According to the Ministry of Health, some critical areas have seen air pollution levels of up to 18 times above the average during Lag BaOmer. In a statement issued last year by the Minister of Health Yaakov Litzman himself, he warns against a dangerous increase in particulate matter due to excessive bonfires. “Lag BaOmer bonfires can be dangerous to the environment and to public health. It is our duty to adhere to safety and environmental procedures in order to prevent unnecessary and dangerous injuries and to reduce air pollution that causes serious illness,“ Litzman says.

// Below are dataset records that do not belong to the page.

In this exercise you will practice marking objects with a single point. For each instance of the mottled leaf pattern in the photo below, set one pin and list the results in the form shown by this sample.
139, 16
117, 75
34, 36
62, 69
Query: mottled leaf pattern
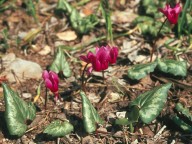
151, 102
60, 64
58, 128
139, 71
90, 115
176, 68
17, 112
81, 25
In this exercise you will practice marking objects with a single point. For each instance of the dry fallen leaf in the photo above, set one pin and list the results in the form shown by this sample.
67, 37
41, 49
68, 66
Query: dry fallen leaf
67, 35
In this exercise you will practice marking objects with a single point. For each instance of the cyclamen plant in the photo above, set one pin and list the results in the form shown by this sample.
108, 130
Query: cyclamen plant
172, 14
51, 80
99, 61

One bonfire instead of many small ones
The Keren Kayemeth LeIsrael – Jewish National Fund (KKL-JNF) has come up with some suggestions to reduce injuries to people as well as the environment. It is recommended to combine family or school bonfires in order to minimize the potential for accidents and environmental damage. Moreover, the fund suggests to keep a safe distance of 500 meters or more from forested areas and remove all flammable materials from the vicinity of the bonfire. Lastly, keep fires to designated areas only.

Some cities in Israel have planned certain events on Lag BaOmer aiming to steer people away from hurting the environment. For example, the municipality of Holon is offering a communal bonfire, an escape room, lantern tours, and for those who don’t want to let go of the old traditions altogether, a fire show.

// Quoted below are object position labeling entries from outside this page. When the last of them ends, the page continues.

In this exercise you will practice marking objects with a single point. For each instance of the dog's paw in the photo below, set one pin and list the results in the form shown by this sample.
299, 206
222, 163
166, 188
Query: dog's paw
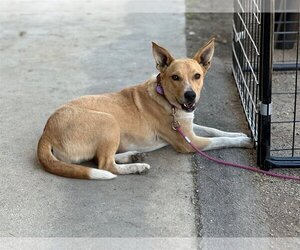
139, 157
143, 168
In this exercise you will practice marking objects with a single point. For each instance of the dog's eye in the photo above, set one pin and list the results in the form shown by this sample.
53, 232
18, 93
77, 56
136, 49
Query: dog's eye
175, 77
197, 76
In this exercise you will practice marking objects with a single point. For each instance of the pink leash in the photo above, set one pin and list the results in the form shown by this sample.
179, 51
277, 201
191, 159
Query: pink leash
253, 169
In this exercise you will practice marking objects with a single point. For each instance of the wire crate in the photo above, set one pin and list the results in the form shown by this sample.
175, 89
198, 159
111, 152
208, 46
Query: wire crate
265, 49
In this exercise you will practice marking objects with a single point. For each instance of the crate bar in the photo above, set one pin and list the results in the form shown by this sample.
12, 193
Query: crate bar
265, 87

In Bnei Barak, a city in the central district of Israel known for its large ultra-orthodox community, bonfires entail massive air pollution and health consequences every year. Things have gotten so out of control within this community that in 2018 signs were distributed throughout the city pleading with the residents not to burn gasoline, tires, couches or plastic bags.

In this context, an environmental advocacy group named “Haredim L’Sviva” (ultra-orthodox Jews for the environment), in an attempt to raise ecological awareness among ultra-orthodox communities, has introduced new ideas such as lighting small oil lamps instead of massive bonfires in honor of the holiday. Although the organization has acknowledged that the bonfires are a too important tradition for many of the religious people, their efforts may help to curb some of the most damaging practices like the burning of toxic substances.  

Every year, the Ministry of Environmental Protection, as well as the Ministry of Health, publish guidelines and recommendations on how to stay safe on Lag BaOmer and ways to celebrate the holiday in a more eco-friendly fashion.

First and foremost, everyone should refrain from burning hazardous materials such as plastic, rubber or Styrofoam. Moreover, people should clear the area around the fire and build borders from stones and bricks to prevent the flames from spreading uncontrollably.

Most importantly, both ministries also suggest that people come together and celebrate Lag BaOmer in bigger groups with one bonfire, and thereby reducing potential harm to health and the environment instead of having many smaller groups lighting lots of individual fires. Like many environmental and health problems, prevention is more effective and less costly than mitigation.